Fathers of Silicon Valley - Hewlett and Packard
Technologies

Fathers of Silicon Valley - Hewlett and Packard

If anyone deserves to be the pioneers of California's Silicon Valley, it certainly is these two gentlemen (1). It is from them and their work, Hewlett-Packard, that the general idea of ​​technology startups starting in the garage comes. Because they actually started in a garage that, to this day, bought and restored by HP, stands as a tourist attraction in Palo Alto.

CV: William Redington Hewlett David Packard

Date of Birth: Hewlett - 20.05.1913/12.01.2001/07.09.1912 (Adjusted 26.03.1996/XNUMX/XNUMX) David Packard - XNUMX/XNUMX/XNUMX (Adjusted XNUMX/XNUMX/XNUMX)

Citizenship: American

Family status: Hewlett - married, five children; Packard - married, four children

Luck: both owned approximately $XNUMX billion HP at the time of their deaths

Education: Hewlett - Lowell High School in San Francisco, Stanford University; Packard - Centennial High School in Pueblo, Colorado, Stanford University

An experience: Founders of Hewlett-Packard and long-term members of the leadership (in various positions)

Additional achievements: recipients of the IEEE Founders Medal and many other technology awards and distinctions; Packard was also awarded the US Presidential Medal of Freedom and registered one of the first Internet domains, HP.com.

Interests: Hewlett - technique; Packard - innovative methods of company management, charity

HP Founders - Dave Packard and William "Bill" Hewlett - They met at Stanford University, where in the 30s, a group led by Professor Frederick Terman designed the first electronic devices.

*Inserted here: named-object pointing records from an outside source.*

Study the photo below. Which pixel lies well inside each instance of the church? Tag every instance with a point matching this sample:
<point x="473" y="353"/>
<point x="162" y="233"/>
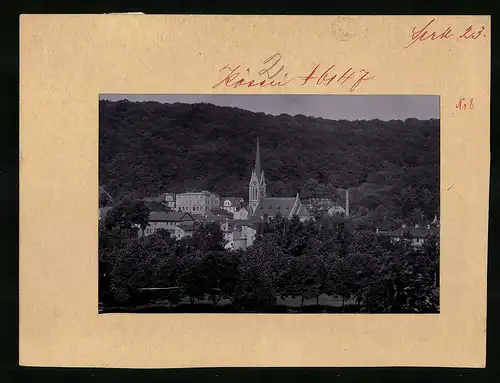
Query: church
<point x="260" y="205"/>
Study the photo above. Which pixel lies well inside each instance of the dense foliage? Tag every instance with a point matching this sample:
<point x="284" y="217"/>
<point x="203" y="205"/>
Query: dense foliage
<point x="391" y="168"/>
<point x="289" y="259"/>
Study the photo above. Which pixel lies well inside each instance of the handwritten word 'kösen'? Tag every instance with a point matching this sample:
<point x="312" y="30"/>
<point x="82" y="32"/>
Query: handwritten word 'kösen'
<point x="430" y="32"/>
<point x="273" y="74"/>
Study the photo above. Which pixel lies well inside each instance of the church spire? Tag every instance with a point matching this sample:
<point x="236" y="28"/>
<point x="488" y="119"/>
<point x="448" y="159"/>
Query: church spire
<point x="257" y="159"/>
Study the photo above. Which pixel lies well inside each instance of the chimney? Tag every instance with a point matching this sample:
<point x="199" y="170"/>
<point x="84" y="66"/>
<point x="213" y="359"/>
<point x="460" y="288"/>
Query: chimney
<point x="347" y="203"/>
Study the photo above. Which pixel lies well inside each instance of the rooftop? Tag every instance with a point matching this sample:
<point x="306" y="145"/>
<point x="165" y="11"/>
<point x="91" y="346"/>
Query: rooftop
<point x="172" y="216"/>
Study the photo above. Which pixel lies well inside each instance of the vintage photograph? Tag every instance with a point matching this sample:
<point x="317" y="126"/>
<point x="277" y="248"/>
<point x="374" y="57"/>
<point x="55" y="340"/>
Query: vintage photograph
<point x="269" y="203"/>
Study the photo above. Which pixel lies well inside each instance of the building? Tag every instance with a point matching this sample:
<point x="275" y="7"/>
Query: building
<point x="177" y="224"/>
<point x="257" y="185"/>
<point x="238" y="235"/>
<point x="169" y="200"/>
<point x="261" y="206"/>
<point x="217" y="215"/>
<point x="196" y="202"/>
<point x="231" y="204"/>
<point x="282" y="206"/>
<point x="241" y="214"/>
<point x="326" y="205"/>
<point x="415" y="235"/>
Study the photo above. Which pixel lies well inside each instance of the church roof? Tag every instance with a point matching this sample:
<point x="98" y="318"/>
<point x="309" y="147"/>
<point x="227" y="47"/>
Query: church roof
<point x="272" y="205"/>
<point x="414" y="232"/>
<point x="234" y="200"/>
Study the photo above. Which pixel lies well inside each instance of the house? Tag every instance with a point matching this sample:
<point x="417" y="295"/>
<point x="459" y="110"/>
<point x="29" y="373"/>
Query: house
<point x="231" y="204"/>
<point x="282" y="206"/>
<point x="329" y="206"/>
<point x="217" y="215"/>
<point x="241" y="214"/>
<point x="178" y="224"/>
<point x="196" y="202"/>
<point x="416" y="235"/>
<point x="168" y="199"/>
<point x="238" y="235"/>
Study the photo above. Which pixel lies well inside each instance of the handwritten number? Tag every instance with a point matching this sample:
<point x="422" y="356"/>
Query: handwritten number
<point x="462" y="104"/>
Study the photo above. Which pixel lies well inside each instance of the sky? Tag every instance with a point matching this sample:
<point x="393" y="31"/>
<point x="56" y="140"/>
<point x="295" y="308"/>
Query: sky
<point x="335" y="107"/>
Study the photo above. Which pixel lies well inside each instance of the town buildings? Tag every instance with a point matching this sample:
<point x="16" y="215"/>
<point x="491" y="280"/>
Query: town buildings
<point x="231" y="204"/>
<point x="415" y="235"/>
<point x="196" y="202"/>
<point x="177" y="224"/>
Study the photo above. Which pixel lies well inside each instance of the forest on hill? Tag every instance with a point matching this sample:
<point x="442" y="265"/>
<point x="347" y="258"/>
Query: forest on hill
<point x="390" y="167"/>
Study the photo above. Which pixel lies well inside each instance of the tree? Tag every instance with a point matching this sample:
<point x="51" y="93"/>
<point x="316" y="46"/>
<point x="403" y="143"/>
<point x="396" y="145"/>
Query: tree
<point x="221" y="271"/>
<point x="208" y="237"/>
<point x="192" y="278"/>
<point x="340" y="280"/>
<point x="260" y="274"/>
<point x="304" y="277"/>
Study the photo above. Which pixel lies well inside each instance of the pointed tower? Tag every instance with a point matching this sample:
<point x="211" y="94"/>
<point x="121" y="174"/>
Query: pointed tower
<point x="257" y="186"/>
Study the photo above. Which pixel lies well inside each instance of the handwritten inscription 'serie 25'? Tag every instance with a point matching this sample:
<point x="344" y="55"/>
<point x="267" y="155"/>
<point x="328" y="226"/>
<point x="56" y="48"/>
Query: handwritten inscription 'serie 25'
<point x="273" y="74"/>
<point x="431" y="32"/>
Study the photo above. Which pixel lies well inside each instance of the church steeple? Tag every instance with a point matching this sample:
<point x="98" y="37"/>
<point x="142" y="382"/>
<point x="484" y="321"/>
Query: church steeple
<point x="257" y="186"/>
<point x="257" y="159"/>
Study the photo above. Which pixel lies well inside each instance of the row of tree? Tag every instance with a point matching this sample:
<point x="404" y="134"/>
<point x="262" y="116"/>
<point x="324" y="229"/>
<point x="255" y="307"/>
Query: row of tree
<point x="289" y="259"/>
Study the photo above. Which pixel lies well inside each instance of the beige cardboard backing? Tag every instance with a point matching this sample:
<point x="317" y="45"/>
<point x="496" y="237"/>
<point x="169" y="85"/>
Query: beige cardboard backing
<point x="67" y="60"/>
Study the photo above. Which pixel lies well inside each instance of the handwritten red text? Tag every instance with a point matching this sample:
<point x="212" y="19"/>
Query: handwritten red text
<point x="432" y="32"/>
<point x="274" y="75"/>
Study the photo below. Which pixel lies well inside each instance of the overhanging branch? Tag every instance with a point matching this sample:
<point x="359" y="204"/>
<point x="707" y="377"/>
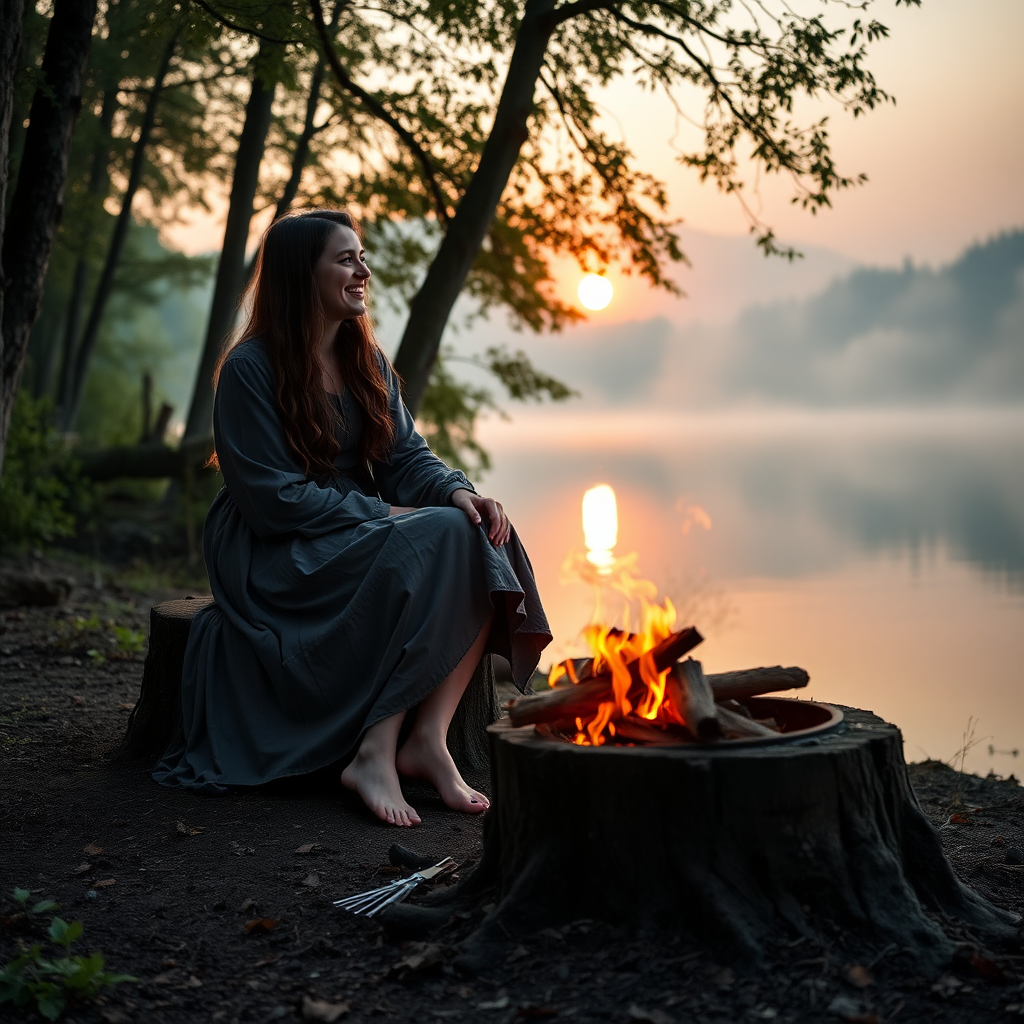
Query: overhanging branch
<point x="381" y="112"/>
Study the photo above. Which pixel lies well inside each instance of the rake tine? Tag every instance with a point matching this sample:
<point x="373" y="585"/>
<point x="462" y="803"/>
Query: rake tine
<point x="393" y="898"/>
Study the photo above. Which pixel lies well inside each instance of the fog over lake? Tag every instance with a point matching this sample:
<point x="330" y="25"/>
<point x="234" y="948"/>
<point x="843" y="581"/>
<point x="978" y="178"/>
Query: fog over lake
<point x="858" y="448"/>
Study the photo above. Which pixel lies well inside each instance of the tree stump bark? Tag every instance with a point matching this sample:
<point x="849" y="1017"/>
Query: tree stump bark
<point x="726" y="845"/>
<point x="156" y="720"/>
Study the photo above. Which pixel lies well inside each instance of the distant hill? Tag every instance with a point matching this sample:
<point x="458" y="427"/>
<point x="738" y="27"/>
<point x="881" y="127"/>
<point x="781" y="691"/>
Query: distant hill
<point x="872" y="337"/>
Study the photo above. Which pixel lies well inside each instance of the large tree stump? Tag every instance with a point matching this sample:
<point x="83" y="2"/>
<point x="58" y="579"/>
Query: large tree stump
<point x="156" y="721"/>
<point x="726" y="844"/>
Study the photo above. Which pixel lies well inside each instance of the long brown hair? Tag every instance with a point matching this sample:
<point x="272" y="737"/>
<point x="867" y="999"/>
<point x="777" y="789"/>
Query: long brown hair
<point x="286" y="315"/>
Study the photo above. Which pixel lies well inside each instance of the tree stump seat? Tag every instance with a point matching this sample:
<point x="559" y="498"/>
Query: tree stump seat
<point x="156" y="720"/>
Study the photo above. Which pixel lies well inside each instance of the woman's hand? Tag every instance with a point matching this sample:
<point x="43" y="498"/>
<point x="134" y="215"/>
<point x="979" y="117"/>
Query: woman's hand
<point x="478" y="509"/>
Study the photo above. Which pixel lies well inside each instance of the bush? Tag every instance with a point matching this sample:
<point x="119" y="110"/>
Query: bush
<point x="41" y="492"/>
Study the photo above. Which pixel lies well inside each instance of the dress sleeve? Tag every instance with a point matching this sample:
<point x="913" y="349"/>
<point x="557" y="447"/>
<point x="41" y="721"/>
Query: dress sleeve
<point x="260" y="471"/>
<point x="414" y="476"/>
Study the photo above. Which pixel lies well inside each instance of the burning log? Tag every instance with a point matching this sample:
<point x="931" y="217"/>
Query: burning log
<point x="754" y="682"/>
<point x="691" y="695"/>
<point x="583" y="699"/>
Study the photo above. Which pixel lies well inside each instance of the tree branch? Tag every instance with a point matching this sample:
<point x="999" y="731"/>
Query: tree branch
<point x="382" y="113"/>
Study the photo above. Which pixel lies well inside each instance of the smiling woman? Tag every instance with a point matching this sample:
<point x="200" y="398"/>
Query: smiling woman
<point x="356" y="578"/>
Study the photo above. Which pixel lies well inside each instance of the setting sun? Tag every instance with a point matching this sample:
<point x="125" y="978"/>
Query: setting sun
<point x="595" y="291"/>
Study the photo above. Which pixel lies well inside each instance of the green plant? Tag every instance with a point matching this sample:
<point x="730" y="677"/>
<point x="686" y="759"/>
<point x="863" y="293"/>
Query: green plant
<point x="42" y="494"/>
<point x="129" y="641"/>
<point x="22" y="897"/>
<point x="49" y="983"/>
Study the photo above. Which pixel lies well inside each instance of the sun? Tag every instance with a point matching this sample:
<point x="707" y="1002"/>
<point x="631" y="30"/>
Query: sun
<point x="595" y="291"/>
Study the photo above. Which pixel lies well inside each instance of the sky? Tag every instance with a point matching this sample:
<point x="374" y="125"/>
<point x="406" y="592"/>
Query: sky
<point x="945" y="164"/>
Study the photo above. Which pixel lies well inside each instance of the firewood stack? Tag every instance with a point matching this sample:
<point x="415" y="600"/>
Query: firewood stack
<point x="696" y="708"/>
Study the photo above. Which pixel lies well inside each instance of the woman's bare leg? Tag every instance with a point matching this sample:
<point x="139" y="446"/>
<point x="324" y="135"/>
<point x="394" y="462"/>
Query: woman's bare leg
<point x="425" y="754"/>
<point x="372" y="773"/>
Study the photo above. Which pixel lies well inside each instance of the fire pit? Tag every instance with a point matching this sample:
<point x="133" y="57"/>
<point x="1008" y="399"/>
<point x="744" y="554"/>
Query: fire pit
<point x="638" y="790"/>
<point x="779" y="816"/>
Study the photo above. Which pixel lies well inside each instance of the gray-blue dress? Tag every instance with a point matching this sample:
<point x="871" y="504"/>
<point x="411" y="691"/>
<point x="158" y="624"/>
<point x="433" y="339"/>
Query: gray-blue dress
<point x="331" y="615"/>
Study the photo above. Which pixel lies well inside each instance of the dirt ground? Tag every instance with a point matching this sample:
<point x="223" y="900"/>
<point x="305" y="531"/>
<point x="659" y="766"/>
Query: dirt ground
<point x="168" y="885"/>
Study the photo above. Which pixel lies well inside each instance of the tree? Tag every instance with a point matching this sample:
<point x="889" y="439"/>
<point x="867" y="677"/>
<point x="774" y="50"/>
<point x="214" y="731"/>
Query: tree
<point x="751" y="64"/>
<point x="36" y="206"/>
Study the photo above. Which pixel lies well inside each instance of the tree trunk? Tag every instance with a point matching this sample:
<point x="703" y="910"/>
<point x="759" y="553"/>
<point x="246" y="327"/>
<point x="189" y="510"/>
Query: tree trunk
<point x="729" y="845"/>
<point x="38" y="199"/>
<point x="230" y="270"/>
<point x="299" y="158"/>
<point x="431" y="306"/>
<point x="83" y="354"/>
<point x="97" y="189"/>
<point x="11" y="18"/>
<point x="11" y="26"/>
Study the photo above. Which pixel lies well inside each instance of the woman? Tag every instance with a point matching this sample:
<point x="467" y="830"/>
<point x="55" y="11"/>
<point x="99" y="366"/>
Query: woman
<point x="356" y="578"/>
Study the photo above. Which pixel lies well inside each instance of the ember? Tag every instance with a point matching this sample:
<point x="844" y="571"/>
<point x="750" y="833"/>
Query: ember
<point x="634" y="689"/>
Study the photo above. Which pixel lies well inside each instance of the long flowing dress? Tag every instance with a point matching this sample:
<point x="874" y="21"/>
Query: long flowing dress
<point x="329" y="614"/>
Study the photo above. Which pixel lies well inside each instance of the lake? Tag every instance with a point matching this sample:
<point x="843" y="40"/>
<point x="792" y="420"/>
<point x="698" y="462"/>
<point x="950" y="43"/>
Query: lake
<point x="884" y="552"/>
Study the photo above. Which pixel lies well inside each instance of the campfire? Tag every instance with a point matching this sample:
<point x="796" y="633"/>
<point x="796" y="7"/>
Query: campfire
<point x="638" y="688"/>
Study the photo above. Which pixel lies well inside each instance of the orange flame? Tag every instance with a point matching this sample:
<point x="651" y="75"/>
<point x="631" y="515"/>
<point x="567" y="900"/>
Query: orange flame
<point x="612" y="651"/>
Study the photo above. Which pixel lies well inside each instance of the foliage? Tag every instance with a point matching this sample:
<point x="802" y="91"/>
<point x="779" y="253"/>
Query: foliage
<point x="451" y="408"/>
<point x="100" y="639"/>
<point x="41" y="492"/>
<point x="448" y="420"/>
<point x="49" y="983"/>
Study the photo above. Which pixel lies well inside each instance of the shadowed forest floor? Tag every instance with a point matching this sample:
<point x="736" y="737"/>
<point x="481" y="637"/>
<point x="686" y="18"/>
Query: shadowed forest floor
<point x="166" y="883"/>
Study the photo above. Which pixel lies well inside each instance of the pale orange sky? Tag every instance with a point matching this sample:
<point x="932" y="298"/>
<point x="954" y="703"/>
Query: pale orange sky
<point x="945" y="164"/>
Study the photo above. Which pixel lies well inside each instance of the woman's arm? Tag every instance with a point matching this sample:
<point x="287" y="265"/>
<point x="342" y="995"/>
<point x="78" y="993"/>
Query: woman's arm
<point x="414" y="476"/>
<point x="260" y="471"/>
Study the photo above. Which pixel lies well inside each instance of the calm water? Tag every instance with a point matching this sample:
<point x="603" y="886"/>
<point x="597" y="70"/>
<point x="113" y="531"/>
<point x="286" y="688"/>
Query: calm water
<point x="884" y="553"/>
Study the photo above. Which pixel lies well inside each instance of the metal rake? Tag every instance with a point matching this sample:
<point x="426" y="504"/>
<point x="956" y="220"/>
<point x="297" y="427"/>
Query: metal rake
<point x="375" y="900"/>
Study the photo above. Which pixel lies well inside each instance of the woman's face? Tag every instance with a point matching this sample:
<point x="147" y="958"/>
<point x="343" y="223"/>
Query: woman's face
<point x="341" y="275"/>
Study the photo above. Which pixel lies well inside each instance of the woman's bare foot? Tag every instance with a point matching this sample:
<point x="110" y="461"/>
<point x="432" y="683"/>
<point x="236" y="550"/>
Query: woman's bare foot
<point x="376" y="780"/>
<point x="426" y="759"/>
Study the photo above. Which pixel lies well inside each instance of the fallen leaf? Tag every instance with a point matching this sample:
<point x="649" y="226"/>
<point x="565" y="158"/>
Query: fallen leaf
<point x="500" y="1004"/>
<point x="947" y="986"/>
<point x="858" y="976"/>
<point x="321" y="1010"/>
<point x="846" y="1007"/>
<point x="259" y="926"/>
<point x="652" y="1016"/>
<point x="989" y="970"/>
<point x="724" y="978"/>
<point x="420" y="956"/>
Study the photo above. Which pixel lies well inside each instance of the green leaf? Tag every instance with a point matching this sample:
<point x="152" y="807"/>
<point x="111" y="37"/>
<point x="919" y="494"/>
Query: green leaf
<point x="51" y="1001"/>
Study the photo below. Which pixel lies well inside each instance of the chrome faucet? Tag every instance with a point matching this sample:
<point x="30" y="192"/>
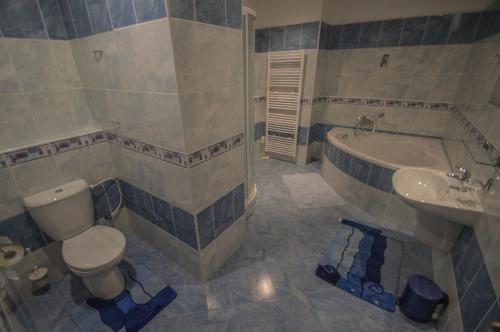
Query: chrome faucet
<point x="460" y="173"/>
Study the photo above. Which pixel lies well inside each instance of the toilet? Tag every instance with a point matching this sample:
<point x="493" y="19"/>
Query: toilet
<point x="66" y="214"/>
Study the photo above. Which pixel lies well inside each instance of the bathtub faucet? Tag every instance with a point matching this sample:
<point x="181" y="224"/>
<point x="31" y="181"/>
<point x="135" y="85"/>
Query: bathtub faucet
<point x="460" y="173"/>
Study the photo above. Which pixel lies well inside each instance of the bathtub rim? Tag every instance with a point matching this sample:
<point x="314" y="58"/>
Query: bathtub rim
<point x="330" y="138"/>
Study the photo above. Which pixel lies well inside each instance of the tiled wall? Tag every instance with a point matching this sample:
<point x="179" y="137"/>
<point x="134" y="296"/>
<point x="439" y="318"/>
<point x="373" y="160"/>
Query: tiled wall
<point x="414" y="31"/>
<point x="69" y="19"/>
<point x="40" y="92"/>
<point x="472" y="141"/>
<point x="290" y="37"/>
<point x="426" y="58"/>
<point x="169" y="101"/>
<point x="197" y="231"/>
<point x="373" y="175"/>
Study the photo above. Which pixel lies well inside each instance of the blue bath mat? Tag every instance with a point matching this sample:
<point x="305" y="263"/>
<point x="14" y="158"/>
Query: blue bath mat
<point x="364" y="262"/>
<point x="132" y="309"/>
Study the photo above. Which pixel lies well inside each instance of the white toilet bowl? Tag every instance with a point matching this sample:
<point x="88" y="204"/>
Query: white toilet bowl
<point x="94" y="255"/>
<point x="66" y="214"/>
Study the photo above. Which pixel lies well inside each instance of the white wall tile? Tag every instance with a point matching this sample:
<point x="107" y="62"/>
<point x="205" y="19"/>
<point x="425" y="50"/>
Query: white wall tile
<point x="8" y="76"/>
<point x="35" y="64"/>
<point x="10" y="196"/>
<point x="17" y="126"/>
<point x="35" y="176"/>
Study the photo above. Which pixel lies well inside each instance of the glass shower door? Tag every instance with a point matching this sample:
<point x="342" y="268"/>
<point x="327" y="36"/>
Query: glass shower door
<point x="248" y="29"/>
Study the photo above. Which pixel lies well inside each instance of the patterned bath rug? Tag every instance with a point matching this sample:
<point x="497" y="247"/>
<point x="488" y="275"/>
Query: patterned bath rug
<point x="365" y="263"/>
<point x="132" y="309"/>
<point x="310" y="191"/>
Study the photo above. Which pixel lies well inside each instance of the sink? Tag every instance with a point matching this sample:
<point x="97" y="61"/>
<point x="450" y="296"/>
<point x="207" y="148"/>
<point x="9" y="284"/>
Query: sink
<point x="434" y="192"/>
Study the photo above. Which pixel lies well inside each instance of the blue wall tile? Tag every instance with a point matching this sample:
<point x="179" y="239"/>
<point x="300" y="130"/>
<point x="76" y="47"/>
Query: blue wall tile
<point x="99" y="17"/>
<point x="413" y="31"/>
<point x="370" y="34"/>
<point x="324" y="35"/>
<point x="239" y="201"/>
<point x="390" y="33"/>
<point x="144" y="205"/>
<point x="122" y="12"/>
<point x="335" y="37"/>
<point x="303" y="136"/>
<point x="489" y="24"/>
<point x="477" y="300"/>
<point x="277" y="39"/>
<point x="223" y="213"/>
<point x="350" y="36"/>
<point x="182" y="9"/>
<point x="210" y="11"/>
<point x="163" y="215"/>
<point x="292" y="37"/>
<point x="21" y="19"/>
<point x="23" y="229"/>
<point x="260" y="130"/>
<point x="465" y="29"/>
<point x="147" y="10"/>
<point x="461" y="244"/>
<point x="385" y="183"/>
<point x="53" y="18"/>
<point x="128" y="192"/>
<point x="438" y="28"/>
<point x="492" y="315"/>
<point x="262" y="40"/>
<point x="310" y="35"/>
<point x="360" y="169"/>
<point x="184" y="227"/>
<point x="80" y="18"/>
<point x="376" y="172"/>
<point x="468" y="266"/>
<point x="101" y="206"/>
<point x="233" y="13"/>
<point x="318" y="132"/>
<point x="67" y="18"/>
<point x="112" y="194"/>
<point x="205" y="227"/>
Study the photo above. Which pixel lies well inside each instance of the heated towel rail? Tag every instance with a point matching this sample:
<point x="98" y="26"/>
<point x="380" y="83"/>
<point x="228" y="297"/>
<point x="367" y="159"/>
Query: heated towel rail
<point x="284" y="89"/>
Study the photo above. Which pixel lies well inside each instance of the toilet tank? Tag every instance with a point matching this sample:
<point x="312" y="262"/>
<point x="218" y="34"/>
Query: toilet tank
<point x="63" y="211"/>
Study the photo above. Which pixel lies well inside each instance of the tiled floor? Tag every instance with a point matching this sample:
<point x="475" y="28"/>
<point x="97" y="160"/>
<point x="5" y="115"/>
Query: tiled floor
<point x="268" y="285"/>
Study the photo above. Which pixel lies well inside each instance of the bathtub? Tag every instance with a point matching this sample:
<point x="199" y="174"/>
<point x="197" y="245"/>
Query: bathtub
<point x="360" y="169"/>
<point x="390" y="150"/>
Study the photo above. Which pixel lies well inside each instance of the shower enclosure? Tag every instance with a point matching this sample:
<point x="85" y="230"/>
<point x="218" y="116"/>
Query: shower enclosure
<point x="248" y="32"/>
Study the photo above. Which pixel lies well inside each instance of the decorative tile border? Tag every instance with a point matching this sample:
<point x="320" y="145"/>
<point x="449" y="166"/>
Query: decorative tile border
<point x="373" y="175"/>
<point x="35" y="152"/>
<point x="48" y="149"/>
<point x="195" y="230"/>
<point x="376" y="102"/>
<point x="478" y="138"/>
<point x="460" y="28"/>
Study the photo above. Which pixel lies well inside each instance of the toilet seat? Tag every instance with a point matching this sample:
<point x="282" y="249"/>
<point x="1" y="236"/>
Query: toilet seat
<point x="93" y="250"/>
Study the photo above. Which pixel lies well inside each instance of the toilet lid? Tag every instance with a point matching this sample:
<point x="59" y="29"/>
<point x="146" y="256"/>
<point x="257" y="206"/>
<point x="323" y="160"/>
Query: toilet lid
<point x="94" y="248"/>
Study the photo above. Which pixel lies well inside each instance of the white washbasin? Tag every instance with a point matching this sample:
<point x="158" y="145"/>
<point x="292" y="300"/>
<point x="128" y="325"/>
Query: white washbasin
<point x="435" y="192"/>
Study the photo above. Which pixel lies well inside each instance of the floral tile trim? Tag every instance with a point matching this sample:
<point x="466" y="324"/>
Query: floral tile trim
<point x="178" y="158"/>
<point x="378" y="102"/>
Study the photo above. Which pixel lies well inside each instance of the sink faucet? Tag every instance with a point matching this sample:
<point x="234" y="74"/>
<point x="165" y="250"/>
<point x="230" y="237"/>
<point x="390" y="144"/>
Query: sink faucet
<point x="460" y="173"/>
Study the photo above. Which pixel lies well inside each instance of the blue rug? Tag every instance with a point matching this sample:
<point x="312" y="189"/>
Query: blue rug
<point x="132" y="309"/>
<point x="365" y="263"/>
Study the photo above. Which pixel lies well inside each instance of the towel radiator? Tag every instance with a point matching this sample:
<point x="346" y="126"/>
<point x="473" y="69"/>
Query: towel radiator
<point x="284" y="89"/>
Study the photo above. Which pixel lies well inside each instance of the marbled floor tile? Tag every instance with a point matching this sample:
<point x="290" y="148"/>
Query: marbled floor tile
<point x="267" y="285"/>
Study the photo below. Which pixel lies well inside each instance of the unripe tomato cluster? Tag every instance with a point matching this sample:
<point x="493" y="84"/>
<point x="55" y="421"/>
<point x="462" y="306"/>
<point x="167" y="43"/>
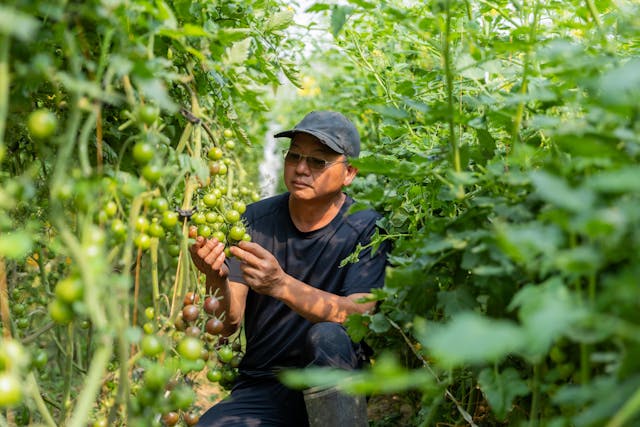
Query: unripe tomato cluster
<point x="14" y="361"/>
<point x="68" y="297"/>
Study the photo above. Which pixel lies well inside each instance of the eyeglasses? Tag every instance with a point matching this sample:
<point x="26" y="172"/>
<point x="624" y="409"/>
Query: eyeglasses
<point x="314" y="163"/>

They worked well together, so after studying at the university they decided to start manufacturing accurate sound generators in Hewlett's garage.

In January 1939 they jointly formed the company Hewlett-Packard. The HP200A audio generator was a profitable project.

The use of a light bulb as a resistor in key circuit elements meant that the product could be sold for much less than competitors' similar devices.

Suffice it to say that the HP200A cost $54,40, while third-party oscillators cost at least four times as much.

Both gentlemen quickly found a client for their product, as the Walt Disney Company used the equipment they designed in the production of the famous film "Fantasy".

Valley culture

Apparently, the order of the names in the company name was supposed to be determined by a coin toss. Packard won but eventually agreed to take over Hewlett. Recalling the start of the company, Packard said that at the time they didn't have a big idea that would lead them to get rich with the breakthrough.

Rather, they were thinking about supplying things that were not yet on the market, but were needed. During World War II, it was revealed that the US government was looking for generators and voltmeters that both men could produce. They got orders.

Cooperation with the army was so successful and fruitful that later, in 1969, Packard he temporarily left the company to serve as Deputy Secretary of Defense in the administration of President Richard Nixon.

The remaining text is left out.